クロミフェンをのむと本当に頚管粘液が減ったり子宮内膜が薄くなったりするのか?
(要約)
「クロミフェンをのむとかなりの確率で頚管粘液が少なくなったり子宮内膜が薄くなったりする」というインターネット情報をみて心配になった人へ。
たいていの場合、心配無用です。
クロミフェン(販売名:クロミッド、セロフェン)という排卵誘発剤についてのお話です。クロミフェンは、アメリカで承認されたのが1967年ですから、かなり古い薬です。古いけれども、一般に多くみられるタイプの排卵障害に対して、最も多く使われている薬です。
はじめに
インターネットで調べると「クロミフェンをのむとかなりの確率で頚管粘液が少なくなったり子宮内膜が薄くなったりする」という情報を目にすることが多いと思います。時折、「できるだけクロミフェンをのみたくない」といわれる人がいますが、話を聞くとこのインターネット情報が原因です。
クロミフェンと頚管粘液の関連
確かにクロミフェンには頚管粘液を減少させる方向に働く作用があります。
しかし、
クロミフェンによって頚管粘液が減ったという自覚のある人が多いのも事実ですが、そもそも排卵日頃に頚管粘液が増えるということの自覚がない人が多いという事実があり、そういう人がたくさん妊娠しています。正常な月経周期で正常に排卵しているけれども頚管粘液の自覚がないという人でも、排卵前に検査をすると頚管粘液はちゃんと増えているものです。自覚がある人というのは、結構たくさん頚管粘液が出ている人だということになります。粘液がたくさん出ている方が妊娠しやすいような気がするでしょうが、必要最低限出ていれば妊娠します。

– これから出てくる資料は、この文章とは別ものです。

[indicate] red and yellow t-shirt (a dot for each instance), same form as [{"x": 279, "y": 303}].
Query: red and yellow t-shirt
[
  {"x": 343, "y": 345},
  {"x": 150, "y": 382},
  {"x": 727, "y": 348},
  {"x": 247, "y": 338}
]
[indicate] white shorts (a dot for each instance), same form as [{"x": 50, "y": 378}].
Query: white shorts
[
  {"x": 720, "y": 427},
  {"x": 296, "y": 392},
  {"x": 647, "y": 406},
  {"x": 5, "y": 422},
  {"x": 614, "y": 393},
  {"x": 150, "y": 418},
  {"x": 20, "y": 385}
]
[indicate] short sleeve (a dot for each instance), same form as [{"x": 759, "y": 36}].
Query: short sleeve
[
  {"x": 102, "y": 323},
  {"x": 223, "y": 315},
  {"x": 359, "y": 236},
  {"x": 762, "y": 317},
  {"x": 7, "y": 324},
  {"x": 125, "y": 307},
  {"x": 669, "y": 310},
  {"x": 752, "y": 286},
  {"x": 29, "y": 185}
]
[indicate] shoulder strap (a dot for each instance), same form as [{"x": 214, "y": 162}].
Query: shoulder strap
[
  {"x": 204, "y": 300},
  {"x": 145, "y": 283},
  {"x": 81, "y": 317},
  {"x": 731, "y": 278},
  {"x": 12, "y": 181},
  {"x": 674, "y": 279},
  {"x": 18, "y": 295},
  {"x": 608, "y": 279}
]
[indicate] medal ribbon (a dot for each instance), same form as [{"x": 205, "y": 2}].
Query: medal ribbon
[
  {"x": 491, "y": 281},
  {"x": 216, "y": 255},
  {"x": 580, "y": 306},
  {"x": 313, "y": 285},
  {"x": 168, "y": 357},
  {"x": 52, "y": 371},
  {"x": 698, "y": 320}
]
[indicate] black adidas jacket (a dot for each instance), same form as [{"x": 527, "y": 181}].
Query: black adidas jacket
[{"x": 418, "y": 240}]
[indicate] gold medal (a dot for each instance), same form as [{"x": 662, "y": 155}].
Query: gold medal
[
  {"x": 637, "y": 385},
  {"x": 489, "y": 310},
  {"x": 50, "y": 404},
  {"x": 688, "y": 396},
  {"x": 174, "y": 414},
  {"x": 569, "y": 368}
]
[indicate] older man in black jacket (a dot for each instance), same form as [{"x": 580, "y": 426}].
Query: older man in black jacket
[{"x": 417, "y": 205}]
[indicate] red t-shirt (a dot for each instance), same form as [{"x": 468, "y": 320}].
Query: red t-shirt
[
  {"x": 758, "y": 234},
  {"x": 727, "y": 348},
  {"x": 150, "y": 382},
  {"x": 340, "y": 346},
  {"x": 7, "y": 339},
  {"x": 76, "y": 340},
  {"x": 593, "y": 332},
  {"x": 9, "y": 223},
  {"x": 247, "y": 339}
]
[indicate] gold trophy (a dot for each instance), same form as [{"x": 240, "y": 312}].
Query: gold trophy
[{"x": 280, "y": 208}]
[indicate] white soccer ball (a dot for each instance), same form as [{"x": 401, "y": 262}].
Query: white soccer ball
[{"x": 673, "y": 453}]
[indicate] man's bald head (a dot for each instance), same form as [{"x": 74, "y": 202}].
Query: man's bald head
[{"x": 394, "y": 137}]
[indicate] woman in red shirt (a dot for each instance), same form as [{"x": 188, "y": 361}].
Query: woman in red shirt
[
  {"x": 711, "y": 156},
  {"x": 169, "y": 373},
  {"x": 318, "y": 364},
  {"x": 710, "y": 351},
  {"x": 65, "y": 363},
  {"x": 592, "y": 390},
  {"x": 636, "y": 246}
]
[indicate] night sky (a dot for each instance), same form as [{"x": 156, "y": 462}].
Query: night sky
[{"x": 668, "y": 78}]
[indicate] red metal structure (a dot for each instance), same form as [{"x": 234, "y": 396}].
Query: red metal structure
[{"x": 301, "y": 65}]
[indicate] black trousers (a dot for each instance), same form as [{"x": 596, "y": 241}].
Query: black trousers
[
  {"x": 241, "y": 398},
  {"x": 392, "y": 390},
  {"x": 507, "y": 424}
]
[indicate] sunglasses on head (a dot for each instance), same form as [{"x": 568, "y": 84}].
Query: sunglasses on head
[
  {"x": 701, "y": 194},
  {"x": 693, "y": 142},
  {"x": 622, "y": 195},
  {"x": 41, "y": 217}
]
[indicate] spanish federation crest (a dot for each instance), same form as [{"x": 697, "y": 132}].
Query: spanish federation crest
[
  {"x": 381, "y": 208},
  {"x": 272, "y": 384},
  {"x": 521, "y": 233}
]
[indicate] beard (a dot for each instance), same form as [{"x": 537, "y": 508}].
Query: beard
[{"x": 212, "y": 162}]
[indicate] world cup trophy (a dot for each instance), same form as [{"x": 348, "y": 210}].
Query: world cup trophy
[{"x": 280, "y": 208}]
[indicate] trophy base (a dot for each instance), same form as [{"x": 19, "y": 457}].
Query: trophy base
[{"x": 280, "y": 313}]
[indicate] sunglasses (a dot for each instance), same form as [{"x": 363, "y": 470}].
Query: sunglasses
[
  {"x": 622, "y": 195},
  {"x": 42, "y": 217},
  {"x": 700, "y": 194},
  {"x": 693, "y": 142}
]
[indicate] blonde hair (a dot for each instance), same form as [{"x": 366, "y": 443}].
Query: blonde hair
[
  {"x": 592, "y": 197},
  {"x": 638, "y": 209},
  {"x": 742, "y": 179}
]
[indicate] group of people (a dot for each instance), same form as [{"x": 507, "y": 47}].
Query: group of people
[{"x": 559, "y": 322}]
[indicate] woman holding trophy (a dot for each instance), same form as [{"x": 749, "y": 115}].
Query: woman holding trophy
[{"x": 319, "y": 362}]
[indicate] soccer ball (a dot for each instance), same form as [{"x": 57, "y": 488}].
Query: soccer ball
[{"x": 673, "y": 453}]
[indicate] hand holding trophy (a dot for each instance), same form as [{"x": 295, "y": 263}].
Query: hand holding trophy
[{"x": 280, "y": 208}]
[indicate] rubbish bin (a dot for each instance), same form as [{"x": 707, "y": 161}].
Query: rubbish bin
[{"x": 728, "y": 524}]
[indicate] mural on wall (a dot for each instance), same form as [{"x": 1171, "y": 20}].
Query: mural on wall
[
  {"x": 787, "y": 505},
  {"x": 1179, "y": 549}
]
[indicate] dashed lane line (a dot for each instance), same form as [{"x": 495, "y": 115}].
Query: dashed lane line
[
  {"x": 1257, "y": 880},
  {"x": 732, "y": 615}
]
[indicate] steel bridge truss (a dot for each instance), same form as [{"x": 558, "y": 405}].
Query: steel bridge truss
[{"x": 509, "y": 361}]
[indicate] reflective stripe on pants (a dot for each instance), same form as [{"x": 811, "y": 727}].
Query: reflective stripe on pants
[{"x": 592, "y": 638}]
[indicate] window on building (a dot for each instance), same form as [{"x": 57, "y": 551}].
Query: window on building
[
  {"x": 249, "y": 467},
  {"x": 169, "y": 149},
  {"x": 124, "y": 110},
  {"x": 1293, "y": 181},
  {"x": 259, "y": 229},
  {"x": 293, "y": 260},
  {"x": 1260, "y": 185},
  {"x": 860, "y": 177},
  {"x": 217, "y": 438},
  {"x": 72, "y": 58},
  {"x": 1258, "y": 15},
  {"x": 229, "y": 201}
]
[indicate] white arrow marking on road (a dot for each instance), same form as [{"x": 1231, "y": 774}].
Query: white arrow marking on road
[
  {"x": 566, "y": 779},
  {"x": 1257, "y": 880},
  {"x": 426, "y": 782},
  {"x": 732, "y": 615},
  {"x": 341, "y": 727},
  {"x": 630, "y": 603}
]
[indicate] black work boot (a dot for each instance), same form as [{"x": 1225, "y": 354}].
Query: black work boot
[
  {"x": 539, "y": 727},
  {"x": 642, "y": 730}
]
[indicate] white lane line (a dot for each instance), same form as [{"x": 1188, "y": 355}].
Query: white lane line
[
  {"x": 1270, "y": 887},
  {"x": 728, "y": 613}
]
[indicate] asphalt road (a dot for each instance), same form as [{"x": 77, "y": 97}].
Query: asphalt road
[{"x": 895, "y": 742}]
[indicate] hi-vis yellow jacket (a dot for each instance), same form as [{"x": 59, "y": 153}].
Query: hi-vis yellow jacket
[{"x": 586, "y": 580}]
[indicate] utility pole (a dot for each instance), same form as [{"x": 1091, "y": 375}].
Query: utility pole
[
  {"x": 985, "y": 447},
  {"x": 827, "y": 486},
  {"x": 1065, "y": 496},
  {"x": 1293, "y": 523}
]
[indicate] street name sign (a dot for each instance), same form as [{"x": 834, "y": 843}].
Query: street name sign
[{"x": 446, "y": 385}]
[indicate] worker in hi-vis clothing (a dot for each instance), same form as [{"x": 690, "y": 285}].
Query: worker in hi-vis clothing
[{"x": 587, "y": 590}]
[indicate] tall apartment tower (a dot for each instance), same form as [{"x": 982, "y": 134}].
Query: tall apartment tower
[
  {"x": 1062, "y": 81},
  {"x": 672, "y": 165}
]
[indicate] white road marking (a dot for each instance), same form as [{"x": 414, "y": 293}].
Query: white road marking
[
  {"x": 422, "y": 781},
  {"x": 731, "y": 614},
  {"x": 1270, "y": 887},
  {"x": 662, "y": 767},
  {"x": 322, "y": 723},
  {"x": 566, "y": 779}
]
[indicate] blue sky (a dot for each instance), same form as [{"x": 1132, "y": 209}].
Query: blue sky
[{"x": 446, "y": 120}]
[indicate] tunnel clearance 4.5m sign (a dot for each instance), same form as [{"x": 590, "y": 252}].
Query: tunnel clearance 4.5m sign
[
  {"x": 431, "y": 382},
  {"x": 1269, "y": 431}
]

実際、クロミフェン投与周期に何度か経腟超音波検査をして排卵日の推定をする際に頚管粘液の出具合を見ますが(慣れればチラッとみただけでわかります)、ほとんどの人で排卵日前にちゃんと頚管粘液が増えていて、頚管粘液が増えてこない人はごく少数派です。
クロミフェンと頚管粘液の関係を扱った論文について
実は、論文によって結果が様々で、結論が出ていません。クロミフェン治療をしても粘液量は変わらないという結果もあれば、クロミフェンの服用量が増えるにつれて粘液量は減るという結果もあります。クロミフェンが頚管粘液を減らす方向に働く作用があるというのは事実なのですが、クロミフェンによってエストロゲンという女性ホルモンが増えるという作用もあるので、その作用によって相殺されて、結局さほど粘液が減らない人が多いというのも事実です。また、クロミフェンの作用が頚管に対して非常に強く出てしまって粘液が減るという人も少数ですがいらっしゃいます。
クロミフェンと子宮内膜
インターネット情報では、クロミフェンをのむと子宮内膜が薄くなると信じられているようですが、実際のデータでは、大多数の場合、クロミフェン服用周期の子宮内膜の厚さは自然に排卵している人と変わりません。クロミフェンと頚管粘液と同様の関係で、ほとんど心配いりません。ただし、もともと子宮内膜が薄い、あるいは極端にクロミフェンに反応して内膜が5~6mmくらいにしかならない人に対しては他の治療法に変えるべきでしょう。
結論
クロミフェンを使うと頚管粘液が減ったり子宮内膜が薄くなるといわれ続けていますが、そのことと妊娠率への悪影響を関連付ける証拠は、実はまだありません。クロミフェン使用後に頚管粘液が減りすぎたり子宮内膜が薄すぎる場合には医師が治療方針を変更します。